Government contractor’s son accused of massive crypto theft
John Daghita, known online as “Lick”, was arrested today by the FBI in the Caribbean. He is accused of stealing approximately $46 million in cryptocurrency seized by U.S. authorities. The arrest follows an investigation that began when blockchain investigator ZachXBT linked different wallet addresses.
What makes this case particularly interesting is how Daghita could have accessed it. His father, Dean Daghita, ran Command Services & Support, Inc., a company hired by the Department of Justice and the Department of Defense to handle asset divestitures. John worked there as an employee and investigators believe he used this position to transfer the confiscated cryptocurrencies to his personal wallets.
The outcome of the scheme
The theft reportedly began in 2024, but Daghita remained anonymous until January 2026. That’s when he made what could have been a critical error. He allegedly bragged about his success to another confessed thief named Dritan Kaplani Jr. During their conversation, Daghita revealed his wallet address.
ZachXBT, who previously exposed the Axiom insider trading case, obtained a recording of this interaction. He then traced the wallet address and found links to several scams. More importantly, he linked it to a US government address from which digital assets had been siphoned off in 2024. The trail led directly to the seized assets that Daghita’s father’s company was supposed to manage.
A model of security vulnerabilities
This case is not an isolated incident in the crypto world. This highlights what appears to be a recurring problem when it comes to the security of digital assets, even when they are in government hands. Just recently, the South Korean tax agency accidentally revealed the seed phrase of its virtual asset wallet online, resulting in a loss of $4.8 million in tokens.
Earlier this year, Apple warned iOS users about the “Coruna” exploit, which targeted crypto wallet seed phrases on phones running certain versions of iOS. This malware affected at least 42,000 devices. These incidents suggest that security practices around the storage and management of cryptocurrencies may need more attention, particularly when large sums of money are involved.
Wider implications
What strikes me about this case is the internal nature of the alleged theft. When entrepreneurs handle sensitive assets, there is always some risk, but $46 million is a staggering amount. This raises questions about the procedures for monitoring the management of government-contracted cryptocurrencies.

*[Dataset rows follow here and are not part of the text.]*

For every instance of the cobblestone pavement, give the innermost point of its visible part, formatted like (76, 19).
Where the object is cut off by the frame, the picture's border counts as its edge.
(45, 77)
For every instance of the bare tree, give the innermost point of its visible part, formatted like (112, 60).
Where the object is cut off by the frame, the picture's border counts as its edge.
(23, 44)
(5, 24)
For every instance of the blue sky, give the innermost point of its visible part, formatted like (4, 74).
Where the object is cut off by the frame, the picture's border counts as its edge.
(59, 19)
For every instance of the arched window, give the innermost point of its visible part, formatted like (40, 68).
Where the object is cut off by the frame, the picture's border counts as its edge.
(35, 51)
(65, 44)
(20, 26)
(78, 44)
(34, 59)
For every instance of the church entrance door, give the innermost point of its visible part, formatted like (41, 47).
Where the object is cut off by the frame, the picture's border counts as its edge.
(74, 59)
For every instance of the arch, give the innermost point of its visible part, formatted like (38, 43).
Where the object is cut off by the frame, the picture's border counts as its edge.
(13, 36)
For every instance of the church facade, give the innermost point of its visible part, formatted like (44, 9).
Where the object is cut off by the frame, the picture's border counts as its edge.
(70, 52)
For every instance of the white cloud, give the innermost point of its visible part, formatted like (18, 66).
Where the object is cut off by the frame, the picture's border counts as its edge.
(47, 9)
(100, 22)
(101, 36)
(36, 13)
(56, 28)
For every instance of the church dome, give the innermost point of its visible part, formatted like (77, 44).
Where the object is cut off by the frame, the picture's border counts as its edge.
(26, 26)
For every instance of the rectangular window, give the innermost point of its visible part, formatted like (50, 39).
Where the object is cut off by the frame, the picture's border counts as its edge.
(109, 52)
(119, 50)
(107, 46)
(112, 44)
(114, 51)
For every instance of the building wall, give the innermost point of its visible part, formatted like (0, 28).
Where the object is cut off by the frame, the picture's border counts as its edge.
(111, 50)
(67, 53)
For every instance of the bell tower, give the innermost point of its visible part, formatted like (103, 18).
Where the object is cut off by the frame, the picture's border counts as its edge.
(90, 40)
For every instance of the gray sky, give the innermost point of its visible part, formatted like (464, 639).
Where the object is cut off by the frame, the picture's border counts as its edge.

The fact that Daghita felt comfortable enough to brag about his theft suggests that he might have believed himself untouchable. Or maybe he underestimated how traceable blockchain transactions can be when someone knows what they’re looking for.
I think this case will likely lead to a re-evaluation of how seized crypto assets are handled. Considering that similar systems appear to be “rampant” according to the original article, there is clearly room for improvement in security protocols. The balance between accessibility for legitimate purposes and protection against theft is a delicate one, but incidents like this show why it’s important.
As more governments and institutions hold cryptocurrencies, whether seized or not, they will need to develop more robust systems. The decentralized nature of blockchain does not eliminate the need for traditional security measures around access and authorization. If anything, it might require even closer attention to who has access to private keys and seed phrases.